# Text Preprocessing

## Part 0 - Common Terms
Some common terms and the meanings of that term (imagine there is a data set for sentiment analysis having two columns *review* and *sentiment*.):
- **Corpus (C):** All the words (repeated also included) available into your *review* column.
- **Vocabulary (V):** All the unique words together available into your *review* column
- **Document:** The individual record of the dataset is called document.
- **Word:** And every word is called words 😅

## Part 1 - Load the Dataset from Kaggle

In [None]:
# Upload "kaggle.json" file and install kaggle library
! pip install kaggle
# Create a "kaggle" named folder
! mkdir ~/.kaggle
# Copy the “kaggle.json” into this new directory
! cp kaggle.json ~/.kaggle/
# Allocate the required permission for this file.
! chmod 600 ~/.kaggle/kaggle.json
# Download the dataset
! kaggle datasets download lakshmi25npathi/imdb-dataset-of-50k-movie-reviews
# Unzip the dataset
! unzip imdb-dataset-of-50k-movie-reviews.zip

mkdir: cannot create directory ‘/root/.kaggle’: File exists
Downloading imdb-dataset-of-50k-movie-reviews.zip to /content
 89% 23.0M/25.7M [00:00<00:00, 115MB/s]
100% 25.7M/25.7M [00:00<00:00, 115MB/s]
Archive:  imdb-dataset-of-50k-movie-reviews.zip
  inflating: IMDB Dataset.csv        


In [None]:
import numpy as np
import pandas as pd

In [None]:
df = pd.read_csv("IMDB Dataset.csv")
df.head()

Unnamed: 0,review,sentiment
0,One of the other reviewers has mentioned that ...,positive
1,A wonderful little production. <br /><br />The...,positive
2,I thought this was a wonderful way to spend ti...,positive
3,Basically there's a family where a little boy ...,negative
4,"Petter Mattei's ""Love in the Time of Money"" is...",positive


In [None]:
df.shape

(50000, 2)

In [None]:
review = df["review"][3]
review

"Basically there's a family where a little boy (Jake) thinks there's a zombie in his closet & his parents are fighting all the time.<br /><br />This movie is slower than a soap opera... and suddenly, Jake decides to become Rambo and kill the zombie.<br /><br />OK, first of all when you're going to make a film you must Decide if its a thriller or a drama!

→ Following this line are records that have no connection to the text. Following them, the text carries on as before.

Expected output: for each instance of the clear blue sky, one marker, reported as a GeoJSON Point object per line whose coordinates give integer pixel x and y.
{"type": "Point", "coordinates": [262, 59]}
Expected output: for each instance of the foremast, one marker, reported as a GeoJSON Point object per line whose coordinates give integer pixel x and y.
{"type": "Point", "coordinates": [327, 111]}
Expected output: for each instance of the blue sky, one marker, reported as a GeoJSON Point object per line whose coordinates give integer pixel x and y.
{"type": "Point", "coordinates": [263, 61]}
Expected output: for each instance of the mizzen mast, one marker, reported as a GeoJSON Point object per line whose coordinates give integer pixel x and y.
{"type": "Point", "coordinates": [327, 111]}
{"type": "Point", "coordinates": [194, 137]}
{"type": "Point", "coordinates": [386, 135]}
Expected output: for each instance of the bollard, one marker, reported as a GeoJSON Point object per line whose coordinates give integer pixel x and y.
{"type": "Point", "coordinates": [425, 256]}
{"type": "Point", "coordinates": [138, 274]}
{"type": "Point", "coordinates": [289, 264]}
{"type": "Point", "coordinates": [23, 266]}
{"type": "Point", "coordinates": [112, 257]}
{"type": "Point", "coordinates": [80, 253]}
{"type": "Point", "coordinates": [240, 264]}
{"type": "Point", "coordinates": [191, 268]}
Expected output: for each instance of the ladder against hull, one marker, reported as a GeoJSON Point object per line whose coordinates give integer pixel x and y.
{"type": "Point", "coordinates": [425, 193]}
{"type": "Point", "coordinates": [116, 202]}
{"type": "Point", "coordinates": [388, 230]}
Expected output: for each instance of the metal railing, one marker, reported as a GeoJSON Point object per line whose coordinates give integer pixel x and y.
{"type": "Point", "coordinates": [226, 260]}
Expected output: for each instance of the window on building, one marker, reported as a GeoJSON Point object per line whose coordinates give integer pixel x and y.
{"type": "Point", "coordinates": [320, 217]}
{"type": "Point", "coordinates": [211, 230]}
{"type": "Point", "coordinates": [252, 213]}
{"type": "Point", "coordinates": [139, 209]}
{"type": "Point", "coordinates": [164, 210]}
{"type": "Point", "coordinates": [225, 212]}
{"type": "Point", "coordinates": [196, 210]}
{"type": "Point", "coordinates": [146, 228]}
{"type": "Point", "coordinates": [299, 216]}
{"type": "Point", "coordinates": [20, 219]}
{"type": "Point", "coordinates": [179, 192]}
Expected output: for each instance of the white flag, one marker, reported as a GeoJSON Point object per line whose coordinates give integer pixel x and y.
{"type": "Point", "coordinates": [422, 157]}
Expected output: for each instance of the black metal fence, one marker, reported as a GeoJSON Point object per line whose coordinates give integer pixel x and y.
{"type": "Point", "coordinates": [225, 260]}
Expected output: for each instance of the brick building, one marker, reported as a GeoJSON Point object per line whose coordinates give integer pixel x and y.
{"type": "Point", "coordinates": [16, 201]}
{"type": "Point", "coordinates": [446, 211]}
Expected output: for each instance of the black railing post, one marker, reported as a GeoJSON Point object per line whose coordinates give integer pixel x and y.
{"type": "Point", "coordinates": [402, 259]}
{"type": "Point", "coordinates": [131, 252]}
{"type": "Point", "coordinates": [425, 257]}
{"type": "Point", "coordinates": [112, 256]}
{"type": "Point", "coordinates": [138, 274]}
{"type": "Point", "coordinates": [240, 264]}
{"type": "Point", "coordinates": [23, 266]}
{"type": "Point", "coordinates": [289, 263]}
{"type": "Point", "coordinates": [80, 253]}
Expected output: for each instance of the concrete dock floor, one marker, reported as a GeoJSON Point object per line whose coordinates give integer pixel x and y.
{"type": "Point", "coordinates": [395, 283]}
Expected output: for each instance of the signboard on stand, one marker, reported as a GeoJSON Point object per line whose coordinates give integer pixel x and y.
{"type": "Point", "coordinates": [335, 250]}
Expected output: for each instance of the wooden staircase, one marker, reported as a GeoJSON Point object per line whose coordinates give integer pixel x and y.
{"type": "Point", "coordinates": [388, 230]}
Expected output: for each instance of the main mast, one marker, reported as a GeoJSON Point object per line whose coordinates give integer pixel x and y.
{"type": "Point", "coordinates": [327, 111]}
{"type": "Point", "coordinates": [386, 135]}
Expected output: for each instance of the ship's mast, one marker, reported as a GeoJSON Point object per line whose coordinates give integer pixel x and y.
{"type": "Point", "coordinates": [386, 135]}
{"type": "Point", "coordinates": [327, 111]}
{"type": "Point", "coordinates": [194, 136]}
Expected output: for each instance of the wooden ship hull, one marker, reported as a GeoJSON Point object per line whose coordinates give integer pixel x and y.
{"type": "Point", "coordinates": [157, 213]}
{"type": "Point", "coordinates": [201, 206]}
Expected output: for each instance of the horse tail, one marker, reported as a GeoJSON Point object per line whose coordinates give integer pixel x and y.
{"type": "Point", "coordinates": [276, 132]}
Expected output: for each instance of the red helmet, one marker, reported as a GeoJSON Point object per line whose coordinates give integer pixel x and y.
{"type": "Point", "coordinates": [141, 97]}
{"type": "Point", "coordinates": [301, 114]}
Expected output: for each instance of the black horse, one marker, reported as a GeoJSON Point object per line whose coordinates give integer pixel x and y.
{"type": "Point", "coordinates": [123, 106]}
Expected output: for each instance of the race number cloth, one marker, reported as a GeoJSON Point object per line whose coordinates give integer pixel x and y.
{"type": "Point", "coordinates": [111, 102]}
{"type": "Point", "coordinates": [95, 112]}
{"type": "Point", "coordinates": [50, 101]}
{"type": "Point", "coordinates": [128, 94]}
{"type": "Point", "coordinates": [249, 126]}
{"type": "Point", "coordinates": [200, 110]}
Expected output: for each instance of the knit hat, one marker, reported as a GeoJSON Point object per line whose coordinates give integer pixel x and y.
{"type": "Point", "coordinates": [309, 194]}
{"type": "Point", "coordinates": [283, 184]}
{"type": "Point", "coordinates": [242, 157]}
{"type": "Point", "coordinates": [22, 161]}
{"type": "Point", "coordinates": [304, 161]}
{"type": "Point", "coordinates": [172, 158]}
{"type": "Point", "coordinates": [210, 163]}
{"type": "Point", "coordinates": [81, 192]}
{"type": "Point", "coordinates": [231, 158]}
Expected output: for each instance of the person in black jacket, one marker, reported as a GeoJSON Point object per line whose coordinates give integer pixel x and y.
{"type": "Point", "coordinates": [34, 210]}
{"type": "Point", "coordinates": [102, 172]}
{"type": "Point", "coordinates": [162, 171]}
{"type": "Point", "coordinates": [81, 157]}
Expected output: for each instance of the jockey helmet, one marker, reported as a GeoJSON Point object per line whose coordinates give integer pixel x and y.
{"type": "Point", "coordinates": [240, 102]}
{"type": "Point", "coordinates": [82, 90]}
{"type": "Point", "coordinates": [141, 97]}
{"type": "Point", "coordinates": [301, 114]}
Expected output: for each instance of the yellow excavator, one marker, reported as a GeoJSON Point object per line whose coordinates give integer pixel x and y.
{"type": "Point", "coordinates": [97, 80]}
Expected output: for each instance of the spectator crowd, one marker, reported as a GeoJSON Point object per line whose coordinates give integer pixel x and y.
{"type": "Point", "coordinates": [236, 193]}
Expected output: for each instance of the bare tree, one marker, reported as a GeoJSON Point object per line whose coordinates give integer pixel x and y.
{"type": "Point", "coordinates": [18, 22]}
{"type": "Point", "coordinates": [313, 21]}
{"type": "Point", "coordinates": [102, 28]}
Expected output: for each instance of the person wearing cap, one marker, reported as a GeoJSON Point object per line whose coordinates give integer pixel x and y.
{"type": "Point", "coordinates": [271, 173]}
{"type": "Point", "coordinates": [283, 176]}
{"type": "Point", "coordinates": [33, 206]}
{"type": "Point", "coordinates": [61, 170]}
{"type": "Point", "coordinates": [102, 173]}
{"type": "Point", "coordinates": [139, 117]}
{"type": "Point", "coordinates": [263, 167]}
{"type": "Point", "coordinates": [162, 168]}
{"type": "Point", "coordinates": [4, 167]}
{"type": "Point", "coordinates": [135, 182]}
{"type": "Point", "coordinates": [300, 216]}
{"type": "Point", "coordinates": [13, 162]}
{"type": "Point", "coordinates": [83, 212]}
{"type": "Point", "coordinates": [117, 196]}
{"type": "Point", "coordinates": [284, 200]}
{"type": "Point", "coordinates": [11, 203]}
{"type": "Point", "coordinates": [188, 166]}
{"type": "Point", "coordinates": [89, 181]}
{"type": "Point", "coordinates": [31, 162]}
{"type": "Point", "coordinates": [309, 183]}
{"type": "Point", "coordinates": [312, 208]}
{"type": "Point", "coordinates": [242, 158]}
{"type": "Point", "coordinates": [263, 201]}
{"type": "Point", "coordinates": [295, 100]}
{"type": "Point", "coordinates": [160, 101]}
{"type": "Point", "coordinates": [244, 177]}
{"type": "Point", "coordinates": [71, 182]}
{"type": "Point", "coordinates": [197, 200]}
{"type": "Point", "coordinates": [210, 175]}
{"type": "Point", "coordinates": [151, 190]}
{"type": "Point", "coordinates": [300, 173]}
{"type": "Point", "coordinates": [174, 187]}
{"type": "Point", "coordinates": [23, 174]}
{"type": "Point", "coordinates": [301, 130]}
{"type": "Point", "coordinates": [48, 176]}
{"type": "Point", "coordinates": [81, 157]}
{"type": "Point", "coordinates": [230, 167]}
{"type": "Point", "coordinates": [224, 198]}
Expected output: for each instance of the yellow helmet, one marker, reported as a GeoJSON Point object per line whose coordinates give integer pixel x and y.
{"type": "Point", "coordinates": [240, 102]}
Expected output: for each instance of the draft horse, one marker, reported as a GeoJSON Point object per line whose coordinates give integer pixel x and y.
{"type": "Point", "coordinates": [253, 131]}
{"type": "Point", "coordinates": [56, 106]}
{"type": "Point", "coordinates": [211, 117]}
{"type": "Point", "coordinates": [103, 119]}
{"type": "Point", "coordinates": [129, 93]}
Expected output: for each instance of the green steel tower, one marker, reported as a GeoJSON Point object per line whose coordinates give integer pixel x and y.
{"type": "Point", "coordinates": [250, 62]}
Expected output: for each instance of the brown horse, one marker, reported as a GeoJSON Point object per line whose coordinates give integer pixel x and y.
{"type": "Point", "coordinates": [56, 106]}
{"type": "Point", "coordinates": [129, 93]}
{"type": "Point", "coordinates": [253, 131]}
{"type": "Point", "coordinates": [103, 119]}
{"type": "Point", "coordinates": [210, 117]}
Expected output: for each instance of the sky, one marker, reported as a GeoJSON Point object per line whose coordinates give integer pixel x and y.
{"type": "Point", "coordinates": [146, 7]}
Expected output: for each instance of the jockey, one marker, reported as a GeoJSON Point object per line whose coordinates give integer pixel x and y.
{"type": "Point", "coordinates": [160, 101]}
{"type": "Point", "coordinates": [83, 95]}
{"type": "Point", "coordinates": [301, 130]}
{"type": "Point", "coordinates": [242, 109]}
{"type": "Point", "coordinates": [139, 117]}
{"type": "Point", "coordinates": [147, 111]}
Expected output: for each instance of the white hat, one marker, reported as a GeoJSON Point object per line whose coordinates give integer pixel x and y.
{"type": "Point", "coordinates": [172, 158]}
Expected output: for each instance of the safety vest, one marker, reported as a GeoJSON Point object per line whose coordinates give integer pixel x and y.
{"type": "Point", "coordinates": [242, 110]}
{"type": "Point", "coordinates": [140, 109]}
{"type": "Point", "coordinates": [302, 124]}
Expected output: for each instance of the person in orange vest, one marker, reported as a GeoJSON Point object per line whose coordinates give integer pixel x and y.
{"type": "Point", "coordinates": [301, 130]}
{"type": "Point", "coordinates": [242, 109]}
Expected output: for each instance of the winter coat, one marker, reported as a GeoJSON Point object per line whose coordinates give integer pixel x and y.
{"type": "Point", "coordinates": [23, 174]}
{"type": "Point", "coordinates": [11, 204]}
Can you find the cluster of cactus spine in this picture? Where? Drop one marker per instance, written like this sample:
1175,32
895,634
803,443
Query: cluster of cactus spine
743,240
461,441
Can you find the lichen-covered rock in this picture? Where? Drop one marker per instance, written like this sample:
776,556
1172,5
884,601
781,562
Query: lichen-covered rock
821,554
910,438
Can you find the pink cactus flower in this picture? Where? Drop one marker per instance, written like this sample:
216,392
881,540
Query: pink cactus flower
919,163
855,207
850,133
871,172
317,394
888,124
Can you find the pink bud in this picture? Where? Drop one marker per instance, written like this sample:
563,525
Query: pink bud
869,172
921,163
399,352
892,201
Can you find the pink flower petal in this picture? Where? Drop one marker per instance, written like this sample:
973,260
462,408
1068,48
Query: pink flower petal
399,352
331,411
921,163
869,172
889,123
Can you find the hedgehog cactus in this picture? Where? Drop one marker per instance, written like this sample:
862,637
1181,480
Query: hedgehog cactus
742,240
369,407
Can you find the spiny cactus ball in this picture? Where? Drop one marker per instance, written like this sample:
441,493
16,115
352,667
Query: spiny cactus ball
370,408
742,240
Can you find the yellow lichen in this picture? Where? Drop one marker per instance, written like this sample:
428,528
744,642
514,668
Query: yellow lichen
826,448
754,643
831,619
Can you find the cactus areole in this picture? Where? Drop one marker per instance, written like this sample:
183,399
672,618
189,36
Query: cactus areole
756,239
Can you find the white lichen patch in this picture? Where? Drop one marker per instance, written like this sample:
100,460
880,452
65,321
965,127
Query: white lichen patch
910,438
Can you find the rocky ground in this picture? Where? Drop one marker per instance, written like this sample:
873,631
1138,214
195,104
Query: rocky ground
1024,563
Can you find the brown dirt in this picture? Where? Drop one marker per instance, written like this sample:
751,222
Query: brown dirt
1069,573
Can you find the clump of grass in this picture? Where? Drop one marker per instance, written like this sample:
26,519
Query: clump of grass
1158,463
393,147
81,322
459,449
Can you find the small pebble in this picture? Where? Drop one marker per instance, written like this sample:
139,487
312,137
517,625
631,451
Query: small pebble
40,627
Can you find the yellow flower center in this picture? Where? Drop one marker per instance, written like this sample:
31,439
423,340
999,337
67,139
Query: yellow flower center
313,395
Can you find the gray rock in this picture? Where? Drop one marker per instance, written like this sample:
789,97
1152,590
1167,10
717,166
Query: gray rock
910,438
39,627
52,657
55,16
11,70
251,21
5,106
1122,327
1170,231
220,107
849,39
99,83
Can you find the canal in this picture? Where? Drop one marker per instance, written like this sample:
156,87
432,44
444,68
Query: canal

As a drama the movie is watchable. Parents are divorcing & arguing like in real life. And then we have Jake with his closet which totally ruins all the film! I expected to see a BOOGEYMAN similar movie, and instead i watched a drama with some meaningless thriller spots.<br /><br />3 out of 10 just for the well playing parents & descent dialogs. As for the shots with Jake: just ignore them."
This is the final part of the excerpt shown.